Настоятель возразил:
— Нет! Он к нам вернется!
Я покачал головой. И прошептал:
— Он погиб!
— Погиб для нас, может быть, — пылко воскликнул господин настоятель. — Но не погиб, бедное мое дитя, нет! Нет! Не погиб!
Мне он понравился в эту минуту, наш бедный священник. Я заявил, что верю в это так же, как он. А мама, видимо, решила молчать, пока госпожа Дюпор пребывает здесь, но госпожа Дюпор словно приросла к креслу, заполнив его всей своей массой. Она смотрела на меня, не скрываясь: я чувствовал на себе ее взгляд. Тогда мама, которая во всех случаях жизни знает, как прилично и как неприлично поступать, поднялась, вынудив подняться и всех нас, кроме госпожи Дюпор, хотя и той должно было стать ясно, что мама предлагает ей уйти, правда смягчив это выражением благодарности за сообщенные сведения. Наконец госпожа Дюпор встала, подошла ко мне и проговорила:
— Приходите ко мне, пока не начались занятия.
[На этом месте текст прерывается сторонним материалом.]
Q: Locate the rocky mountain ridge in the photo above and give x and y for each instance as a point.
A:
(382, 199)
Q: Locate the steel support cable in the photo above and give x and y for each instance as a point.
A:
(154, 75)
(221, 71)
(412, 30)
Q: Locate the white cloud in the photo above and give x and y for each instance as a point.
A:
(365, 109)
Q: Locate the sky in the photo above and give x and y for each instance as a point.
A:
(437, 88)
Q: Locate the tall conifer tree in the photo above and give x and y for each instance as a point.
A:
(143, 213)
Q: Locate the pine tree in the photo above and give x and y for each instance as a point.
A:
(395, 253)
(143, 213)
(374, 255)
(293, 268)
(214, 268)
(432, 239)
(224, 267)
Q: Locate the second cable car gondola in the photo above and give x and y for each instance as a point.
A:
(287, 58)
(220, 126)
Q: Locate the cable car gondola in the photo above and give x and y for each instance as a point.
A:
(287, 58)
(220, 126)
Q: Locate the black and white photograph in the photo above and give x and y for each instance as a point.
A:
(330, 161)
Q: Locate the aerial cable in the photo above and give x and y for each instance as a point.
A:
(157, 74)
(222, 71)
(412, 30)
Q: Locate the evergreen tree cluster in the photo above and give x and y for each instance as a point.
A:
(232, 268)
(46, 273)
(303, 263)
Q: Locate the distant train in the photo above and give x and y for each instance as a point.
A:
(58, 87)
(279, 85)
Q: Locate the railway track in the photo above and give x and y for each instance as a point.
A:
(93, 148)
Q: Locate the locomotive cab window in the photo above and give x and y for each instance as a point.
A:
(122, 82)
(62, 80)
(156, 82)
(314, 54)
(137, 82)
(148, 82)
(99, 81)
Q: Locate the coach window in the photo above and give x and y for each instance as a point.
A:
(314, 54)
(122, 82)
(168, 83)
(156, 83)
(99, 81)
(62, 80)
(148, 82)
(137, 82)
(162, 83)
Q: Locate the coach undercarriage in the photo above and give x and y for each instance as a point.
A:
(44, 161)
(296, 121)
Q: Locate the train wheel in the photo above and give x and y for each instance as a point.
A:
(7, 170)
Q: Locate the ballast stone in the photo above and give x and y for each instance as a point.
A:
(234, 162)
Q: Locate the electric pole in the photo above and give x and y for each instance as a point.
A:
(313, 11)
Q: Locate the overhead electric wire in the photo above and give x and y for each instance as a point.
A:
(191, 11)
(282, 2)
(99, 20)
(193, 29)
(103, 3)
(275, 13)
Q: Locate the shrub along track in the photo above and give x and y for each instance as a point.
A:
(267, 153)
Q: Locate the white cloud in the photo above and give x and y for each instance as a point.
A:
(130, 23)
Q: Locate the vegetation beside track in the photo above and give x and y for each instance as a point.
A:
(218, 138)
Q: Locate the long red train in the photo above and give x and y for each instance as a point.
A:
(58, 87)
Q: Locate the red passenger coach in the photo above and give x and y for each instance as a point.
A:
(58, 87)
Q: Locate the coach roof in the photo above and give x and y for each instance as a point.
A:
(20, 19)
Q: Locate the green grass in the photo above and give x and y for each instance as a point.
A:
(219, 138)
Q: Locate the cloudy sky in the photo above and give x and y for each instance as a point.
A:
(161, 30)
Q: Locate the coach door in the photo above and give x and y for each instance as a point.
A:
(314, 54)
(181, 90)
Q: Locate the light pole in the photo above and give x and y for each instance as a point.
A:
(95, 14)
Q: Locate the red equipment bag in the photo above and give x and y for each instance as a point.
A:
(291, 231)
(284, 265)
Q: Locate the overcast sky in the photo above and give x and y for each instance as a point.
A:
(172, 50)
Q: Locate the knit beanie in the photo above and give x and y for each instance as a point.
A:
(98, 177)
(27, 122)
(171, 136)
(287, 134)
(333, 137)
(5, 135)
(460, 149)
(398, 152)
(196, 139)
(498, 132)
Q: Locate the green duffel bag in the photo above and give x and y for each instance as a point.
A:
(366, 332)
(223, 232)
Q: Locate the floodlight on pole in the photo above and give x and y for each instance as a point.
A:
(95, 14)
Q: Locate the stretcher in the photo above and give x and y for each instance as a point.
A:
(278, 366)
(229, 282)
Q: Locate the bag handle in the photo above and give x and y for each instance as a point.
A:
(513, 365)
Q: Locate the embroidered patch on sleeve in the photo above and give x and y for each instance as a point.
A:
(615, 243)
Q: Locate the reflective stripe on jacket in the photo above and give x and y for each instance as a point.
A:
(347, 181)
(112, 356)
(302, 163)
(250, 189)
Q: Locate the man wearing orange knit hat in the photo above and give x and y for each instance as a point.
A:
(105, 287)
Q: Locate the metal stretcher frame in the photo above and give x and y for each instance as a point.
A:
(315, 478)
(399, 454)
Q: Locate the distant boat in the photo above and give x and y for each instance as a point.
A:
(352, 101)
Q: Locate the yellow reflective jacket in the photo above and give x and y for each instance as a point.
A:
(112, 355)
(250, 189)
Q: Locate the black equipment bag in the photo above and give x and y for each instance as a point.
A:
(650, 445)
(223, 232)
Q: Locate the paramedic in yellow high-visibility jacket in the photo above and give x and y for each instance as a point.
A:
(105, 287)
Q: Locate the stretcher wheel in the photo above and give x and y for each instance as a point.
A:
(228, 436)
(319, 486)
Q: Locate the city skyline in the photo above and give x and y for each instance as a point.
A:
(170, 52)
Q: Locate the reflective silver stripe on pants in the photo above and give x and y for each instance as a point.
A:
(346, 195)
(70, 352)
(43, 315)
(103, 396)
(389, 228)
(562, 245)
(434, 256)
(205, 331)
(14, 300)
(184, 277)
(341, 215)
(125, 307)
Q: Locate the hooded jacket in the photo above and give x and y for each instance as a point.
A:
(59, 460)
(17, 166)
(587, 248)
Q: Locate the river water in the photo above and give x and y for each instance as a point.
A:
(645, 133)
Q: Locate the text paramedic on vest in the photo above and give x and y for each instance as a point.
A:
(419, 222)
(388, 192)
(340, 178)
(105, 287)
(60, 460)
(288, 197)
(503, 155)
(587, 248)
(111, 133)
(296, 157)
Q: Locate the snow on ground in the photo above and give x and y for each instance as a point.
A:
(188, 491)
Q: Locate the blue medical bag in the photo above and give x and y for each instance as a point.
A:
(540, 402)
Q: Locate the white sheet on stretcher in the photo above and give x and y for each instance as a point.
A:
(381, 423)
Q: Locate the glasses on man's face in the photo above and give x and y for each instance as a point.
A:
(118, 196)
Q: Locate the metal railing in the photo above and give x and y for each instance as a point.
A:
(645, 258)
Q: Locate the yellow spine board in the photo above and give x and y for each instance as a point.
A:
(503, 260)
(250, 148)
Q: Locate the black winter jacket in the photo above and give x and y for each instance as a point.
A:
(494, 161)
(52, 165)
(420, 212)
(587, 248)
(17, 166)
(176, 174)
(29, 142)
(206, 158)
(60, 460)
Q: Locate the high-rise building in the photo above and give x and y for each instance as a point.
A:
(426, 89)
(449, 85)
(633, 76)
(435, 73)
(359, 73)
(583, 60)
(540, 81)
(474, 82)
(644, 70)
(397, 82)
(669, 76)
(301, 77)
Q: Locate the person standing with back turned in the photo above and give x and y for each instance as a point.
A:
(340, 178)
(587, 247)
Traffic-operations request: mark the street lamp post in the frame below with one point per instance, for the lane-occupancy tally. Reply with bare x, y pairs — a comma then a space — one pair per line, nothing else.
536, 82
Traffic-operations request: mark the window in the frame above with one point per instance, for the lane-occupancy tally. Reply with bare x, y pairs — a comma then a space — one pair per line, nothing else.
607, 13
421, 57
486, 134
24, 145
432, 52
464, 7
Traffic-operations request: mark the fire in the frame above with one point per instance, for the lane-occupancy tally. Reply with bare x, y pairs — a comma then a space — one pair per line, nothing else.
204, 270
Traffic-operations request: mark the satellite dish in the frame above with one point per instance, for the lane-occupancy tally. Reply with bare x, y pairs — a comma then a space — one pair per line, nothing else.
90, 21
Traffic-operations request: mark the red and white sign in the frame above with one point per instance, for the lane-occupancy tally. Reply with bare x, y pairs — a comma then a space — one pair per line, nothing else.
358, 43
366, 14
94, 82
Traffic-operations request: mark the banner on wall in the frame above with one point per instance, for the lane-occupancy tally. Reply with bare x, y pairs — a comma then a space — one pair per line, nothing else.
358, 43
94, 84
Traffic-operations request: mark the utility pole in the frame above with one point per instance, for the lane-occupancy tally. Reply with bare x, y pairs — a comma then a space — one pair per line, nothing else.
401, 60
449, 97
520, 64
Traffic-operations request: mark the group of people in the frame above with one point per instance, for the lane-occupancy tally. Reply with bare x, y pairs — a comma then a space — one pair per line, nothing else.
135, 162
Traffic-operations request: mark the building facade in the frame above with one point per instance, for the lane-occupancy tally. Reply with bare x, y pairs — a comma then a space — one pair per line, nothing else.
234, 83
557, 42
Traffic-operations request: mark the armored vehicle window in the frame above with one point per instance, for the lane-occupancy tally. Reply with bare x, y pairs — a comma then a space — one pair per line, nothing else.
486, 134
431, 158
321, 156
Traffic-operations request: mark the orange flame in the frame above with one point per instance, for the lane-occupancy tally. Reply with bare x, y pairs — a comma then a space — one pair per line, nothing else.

Мы поговорим о нем.
Я извинился: занятия начнутся через две недели.
— Но у вас в этом году позже, ведь вы уже бакалавр. Симон говорил, что вы остаетесь в Мальтаверне поохотиться на вяхирей.
Значит, они обо мне говорили! Вот кого я, оказывается, интересовал. Мадемуазель Мартино обо мне не говорила ни с кем.
— Ну, какой из меня охотник!
— Что ж, тем лучше, у вас будет время.
Она улыбнулась закрытым ртом, как все, кому приходится скрывать плохие зубы. Кюре, негодуя, произнес властным тоном:
— Я провожу вас, сударыня! — и повел ее к выходу.
Я пошел было вслед за госпожой Дюпор и господином настоятелем, но мама приказала:
— Нет, оставайся!
Мы вернулись в гостиную. Она упала в кресло и закрыла лицо руками. Чтобы помолиться или чтобы скрыть свою ярость? Я думаю, она пыталась и молиться, и побороть свою ярость, но все же под конец взорвалась.
Бедная мама, одно за другим у нее вырывались слова, которых я так опасался. Она подвела итог всему, что истратила на Симона в течение десяти лет. Чем больше для них делаешь, тем больше они вас обворовывают. Ах! Как нас провели!
— Впрочем, я преувеличиваю, меня-то не провели, у меня не было никаких иллюзий. Как говорит господин настоятель, надо отдавать себя целиком и при этом знать, что взамен ничего не получишь.
— Это, может быть, верно для господина настоятеля, — сказал я, — но мы — другое дело. Утешься, ты возьмешь свое с этого скота.
Мама оторопела:
— С какого скота?
— Этот старый вьючный скот Дюбер за триста франков в год управляет твоими десятью фермами, и только он один знает границы наших владений, так что, уйди он сегодня, мы будем зависеть от милости наших соседей.
— Кто же виноват, если ты и твой брат никуда не годитесь, если вы не способны даже запомнить межи...
— Ты прекрасно знаешь, что так этому научиться нельзя, надо тут родиться и жить здесь безвыездно. Ты сама не раз видела, как Дюбер пробьется сквозь заросли, поскребет землю там, где и знака никакого нет, и вдруг среди кустов ежевики появится межевой камень. Ты без него не сможешь обойтись. Он еще может тебя шантажировать, возьмет да и потребует втрое больше, чем ты ему платишь. И то будет смехотворно мало.